Cien días de discordia

Las reacciones destempladas de Maduro alejan cualquier solución a la grave crisis venezolana

Nicolás Maduro se dispone a celebrar mañana, por todo lo alto, sus 100 días en la presidencia de Venezuela. Sin embargo, instalado en una línea de confrontación permanente, el heredero de Hugo Chávez no ha logrado construirse en estos meses una imagen de gobernante, si no ya legítimo, sí por lo menos creíble.

Lejos de buscar una salida a la grave crisis política abierta tras las cuestionadas elecciones del 14 de abril, el Gobierno se afana por achicar los espacios a una oposición que crece incluso entre las antiguas bases chavistas, asediando a sus dirigentes con procesos judiciales, desatando una caza de brujas entre empleados públicos sospechosos de simpatizar con Henrique Capriles y cerrando los espacios en los medios y en la propia Asamblea Nacional.

La misma pauta destemplada aplica en el exterior. El reciente incidente con el avión del presidente boliviano, Evo Morales, provocado por la torpeza inaceptable de varios Gobiernos europeos y resuelto, como no podía ser menos, por la vía diplomática, dio pie a Maduro para arremeter contra Mariano Rajoy, al que llamó “indigno” y “abusador”. Esta misma semana se ha referido al presidente español como “corrupto” y “padrino político de la derecha fascista venezolana”. Lo mismo ha dicho de Barack Obama. Y acaba de romper el diálogo abierto con EE UU después de que la nueva embajadora ante la ONU, Samantha Power —a quien llamó “loca”— aludiera a la represión en varios países, entre ellos Venezuela. En su corto mandato no han faltado tampoco graves tensiones con Perú y Colombia. Las reacciones desproporcionadas de Maduro suelen encontrar el silencio por respuesta, lo cual podría interpretarse como que, finalmente, los líderes internacionales prefieren ignorar a su homólogo venezolano como se esquiva a un vecino pendenciero. Y eso resulta muy poco alentador.

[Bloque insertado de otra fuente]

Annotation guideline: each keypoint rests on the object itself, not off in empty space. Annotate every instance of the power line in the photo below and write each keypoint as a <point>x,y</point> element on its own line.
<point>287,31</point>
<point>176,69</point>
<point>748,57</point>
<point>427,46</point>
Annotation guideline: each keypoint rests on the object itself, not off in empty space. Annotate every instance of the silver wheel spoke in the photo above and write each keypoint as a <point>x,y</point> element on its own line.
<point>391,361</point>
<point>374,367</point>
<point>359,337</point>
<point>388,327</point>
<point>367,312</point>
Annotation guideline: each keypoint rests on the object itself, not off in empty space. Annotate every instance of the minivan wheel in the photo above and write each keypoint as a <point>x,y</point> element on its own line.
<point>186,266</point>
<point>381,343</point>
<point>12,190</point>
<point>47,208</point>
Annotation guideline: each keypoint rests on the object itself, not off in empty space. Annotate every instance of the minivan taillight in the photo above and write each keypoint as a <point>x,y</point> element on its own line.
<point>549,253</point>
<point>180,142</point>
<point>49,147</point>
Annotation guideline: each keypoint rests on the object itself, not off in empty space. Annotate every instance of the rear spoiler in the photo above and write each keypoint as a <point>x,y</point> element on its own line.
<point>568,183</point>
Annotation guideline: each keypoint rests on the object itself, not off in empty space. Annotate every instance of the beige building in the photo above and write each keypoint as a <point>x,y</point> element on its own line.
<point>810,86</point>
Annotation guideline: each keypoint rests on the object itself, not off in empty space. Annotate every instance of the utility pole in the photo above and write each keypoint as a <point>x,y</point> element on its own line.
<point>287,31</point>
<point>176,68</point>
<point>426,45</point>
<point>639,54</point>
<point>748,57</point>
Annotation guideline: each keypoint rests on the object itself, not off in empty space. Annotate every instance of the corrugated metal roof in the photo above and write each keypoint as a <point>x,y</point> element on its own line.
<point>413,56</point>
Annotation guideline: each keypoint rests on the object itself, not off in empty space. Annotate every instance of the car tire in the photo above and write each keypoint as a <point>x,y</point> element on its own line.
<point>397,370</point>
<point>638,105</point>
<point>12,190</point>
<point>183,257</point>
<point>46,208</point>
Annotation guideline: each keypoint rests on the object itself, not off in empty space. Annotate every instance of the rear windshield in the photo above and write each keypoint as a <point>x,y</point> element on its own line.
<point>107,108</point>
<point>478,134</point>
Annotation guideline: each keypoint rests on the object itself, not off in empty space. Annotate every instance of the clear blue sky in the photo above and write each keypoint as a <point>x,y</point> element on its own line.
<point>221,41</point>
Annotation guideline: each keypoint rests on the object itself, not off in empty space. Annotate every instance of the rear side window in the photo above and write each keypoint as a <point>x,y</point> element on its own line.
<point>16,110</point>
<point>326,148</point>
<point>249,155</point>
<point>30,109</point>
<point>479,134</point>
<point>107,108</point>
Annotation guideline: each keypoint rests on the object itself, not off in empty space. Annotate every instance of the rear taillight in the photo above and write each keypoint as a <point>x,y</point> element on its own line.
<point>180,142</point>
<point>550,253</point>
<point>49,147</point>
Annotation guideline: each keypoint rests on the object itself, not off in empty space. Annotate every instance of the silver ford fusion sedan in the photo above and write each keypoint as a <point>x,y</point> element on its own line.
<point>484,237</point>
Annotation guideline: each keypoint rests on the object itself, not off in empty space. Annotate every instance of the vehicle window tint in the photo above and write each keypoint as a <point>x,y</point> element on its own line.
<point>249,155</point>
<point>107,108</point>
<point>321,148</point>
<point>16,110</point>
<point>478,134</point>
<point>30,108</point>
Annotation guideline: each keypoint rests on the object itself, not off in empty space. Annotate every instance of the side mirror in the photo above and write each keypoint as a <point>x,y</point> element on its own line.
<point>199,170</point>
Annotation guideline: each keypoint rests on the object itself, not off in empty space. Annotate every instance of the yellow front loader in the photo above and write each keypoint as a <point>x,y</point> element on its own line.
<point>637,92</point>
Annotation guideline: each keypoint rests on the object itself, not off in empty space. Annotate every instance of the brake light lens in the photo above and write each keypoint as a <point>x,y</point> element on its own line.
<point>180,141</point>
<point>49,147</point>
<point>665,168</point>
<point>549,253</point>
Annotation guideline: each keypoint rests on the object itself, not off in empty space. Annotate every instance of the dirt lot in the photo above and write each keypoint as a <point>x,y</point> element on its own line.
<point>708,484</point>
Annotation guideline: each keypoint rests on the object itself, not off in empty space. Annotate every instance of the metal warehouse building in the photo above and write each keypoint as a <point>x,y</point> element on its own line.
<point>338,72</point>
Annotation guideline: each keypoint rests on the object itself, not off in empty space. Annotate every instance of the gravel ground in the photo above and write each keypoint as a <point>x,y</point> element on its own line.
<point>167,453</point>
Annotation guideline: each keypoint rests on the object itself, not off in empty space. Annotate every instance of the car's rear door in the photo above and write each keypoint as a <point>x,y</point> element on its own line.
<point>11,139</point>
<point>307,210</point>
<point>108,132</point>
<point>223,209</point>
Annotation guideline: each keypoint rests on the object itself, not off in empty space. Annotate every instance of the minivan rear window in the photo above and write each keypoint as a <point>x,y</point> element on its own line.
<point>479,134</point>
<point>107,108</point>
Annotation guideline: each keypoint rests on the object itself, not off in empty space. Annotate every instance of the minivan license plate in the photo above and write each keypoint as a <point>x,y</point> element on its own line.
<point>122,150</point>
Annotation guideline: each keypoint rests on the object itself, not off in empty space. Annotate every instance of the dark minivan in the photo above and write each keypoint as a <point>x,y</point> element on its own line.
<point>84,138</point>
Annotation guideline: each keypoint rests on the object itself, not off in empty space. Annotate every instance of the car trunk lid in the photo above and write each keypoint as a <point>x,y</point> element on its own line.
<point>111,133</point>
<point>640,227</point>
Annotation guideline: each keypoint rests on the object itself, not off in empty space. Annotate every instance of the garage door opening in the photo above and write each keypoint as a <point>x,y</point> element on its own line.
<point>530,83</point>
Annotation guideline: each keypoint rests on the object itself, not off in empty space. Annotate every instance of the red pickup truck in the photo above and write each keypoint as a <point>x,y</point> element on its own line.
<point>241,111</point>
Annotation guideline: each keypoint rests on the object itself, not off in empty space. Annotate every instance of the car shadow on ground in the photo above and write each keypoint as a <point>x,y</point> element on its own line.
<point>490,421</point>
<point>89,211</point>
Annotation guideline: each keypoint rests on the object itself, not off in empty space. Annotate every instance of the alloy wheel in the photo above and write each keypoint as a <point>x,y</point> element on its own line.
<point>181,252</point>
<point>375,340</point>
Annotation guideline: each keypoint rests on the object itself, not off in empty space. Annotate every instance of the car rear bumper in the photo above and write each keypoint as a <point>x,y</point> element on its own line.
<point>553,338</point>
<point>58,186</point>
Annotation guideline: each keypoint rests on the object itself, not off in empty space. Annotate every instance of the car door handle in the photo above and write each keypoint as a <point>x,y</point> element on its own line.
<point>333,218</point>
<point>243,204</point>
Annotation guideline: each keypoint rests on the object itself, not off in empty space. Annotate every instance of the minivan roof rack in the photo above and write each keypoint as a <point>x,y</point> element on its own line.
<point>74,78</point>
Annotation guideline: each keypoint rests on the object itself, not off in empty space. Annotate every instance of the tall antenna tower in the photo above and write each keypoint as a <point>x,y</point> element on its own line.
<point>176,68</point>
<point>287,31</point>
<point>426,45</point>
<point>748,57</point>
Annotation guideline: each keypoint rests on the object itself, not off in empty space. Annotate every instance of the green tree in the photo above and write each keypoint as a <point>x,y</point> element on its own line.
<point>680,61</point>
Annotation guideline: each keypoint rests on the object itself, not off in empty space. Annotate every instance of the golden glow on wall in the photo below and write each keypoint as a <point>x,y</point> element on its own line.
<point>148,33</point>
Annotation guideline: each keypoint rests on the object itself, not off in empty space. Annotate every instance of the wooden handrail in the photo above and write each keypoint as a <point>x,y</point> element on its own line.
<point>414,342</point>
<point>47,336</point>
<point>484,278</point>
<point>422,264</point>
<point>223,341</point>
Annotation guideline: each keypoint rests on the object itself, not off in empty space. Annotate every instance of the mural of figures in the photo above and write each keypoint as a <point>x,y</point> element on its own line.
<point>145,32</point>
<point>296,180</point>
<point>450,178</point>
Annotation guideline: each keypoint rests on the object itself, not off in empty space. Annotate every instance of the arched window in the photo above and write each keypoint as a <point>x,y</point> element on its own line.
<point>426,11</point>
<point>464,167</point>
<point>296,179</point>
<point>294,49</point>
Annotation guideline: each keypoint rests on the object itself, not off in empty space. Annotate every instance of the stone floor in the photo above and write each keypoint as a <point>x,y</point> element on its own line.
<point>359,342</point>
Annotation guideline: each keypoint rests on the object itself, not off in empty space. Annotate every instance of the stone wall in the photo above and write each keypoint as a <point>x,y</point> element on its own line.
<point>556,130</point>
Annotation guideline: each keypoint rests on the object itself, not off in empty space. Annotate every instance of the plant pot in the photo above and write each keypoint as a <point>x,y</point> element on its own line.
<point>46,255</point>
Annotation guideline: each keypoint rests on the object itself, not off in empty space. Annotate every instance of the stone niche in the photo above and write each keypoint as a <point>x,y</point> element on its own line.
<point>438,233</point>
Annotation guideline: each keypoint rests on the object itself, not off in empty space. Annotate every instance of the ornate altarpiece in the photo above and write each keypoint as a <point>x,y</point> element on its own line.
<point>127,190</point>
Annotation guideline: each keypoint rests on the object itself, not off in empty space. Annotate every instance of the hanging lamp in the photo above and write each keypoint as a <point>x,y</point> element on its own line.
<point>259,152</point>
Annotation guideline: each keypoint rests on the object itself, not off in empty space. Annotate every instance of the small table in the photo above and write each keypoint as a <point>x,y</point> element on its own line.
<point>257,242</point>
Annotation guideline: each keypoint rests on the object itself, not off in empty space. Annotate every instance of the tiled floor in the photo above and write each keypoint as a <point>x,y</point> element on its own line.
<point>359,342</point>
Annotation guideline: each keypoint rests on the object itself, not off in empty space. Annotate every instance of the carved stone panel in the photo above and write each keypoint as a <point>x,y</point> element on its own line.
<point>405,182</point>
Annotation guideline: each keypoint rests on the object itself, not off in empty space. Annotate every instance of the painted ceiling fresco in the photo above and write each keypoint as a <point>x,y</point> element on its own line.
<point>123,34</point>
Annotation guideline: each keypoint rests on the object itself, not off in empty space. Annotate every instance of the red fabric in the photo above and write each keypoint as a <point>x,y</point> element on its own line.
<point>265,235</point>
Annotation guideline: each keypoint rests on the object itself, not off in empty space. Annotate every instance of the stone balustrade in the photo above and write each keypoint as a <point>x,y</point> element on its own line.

Venezuela se halla en una situación calamitosa. Con una devaluación del bolívar del 172%, una caída del 13% en las ventas petroleras, una inflación acumulada del 25% y un desabastecimiento generalizado, la potencia petrolera está en bancarrota. El inicio de negociaciones con el sector privado es de las pocas buenas noticias en estos 100 días, en los que se registró, además, una media de 42 asesinatos diarios. Esta realidad exige de Maduro algo más que declaraciones altisonantes y denuncias de conspiraciones. Sobre todo si quiere ser tomado en serio. Dentro y fuera.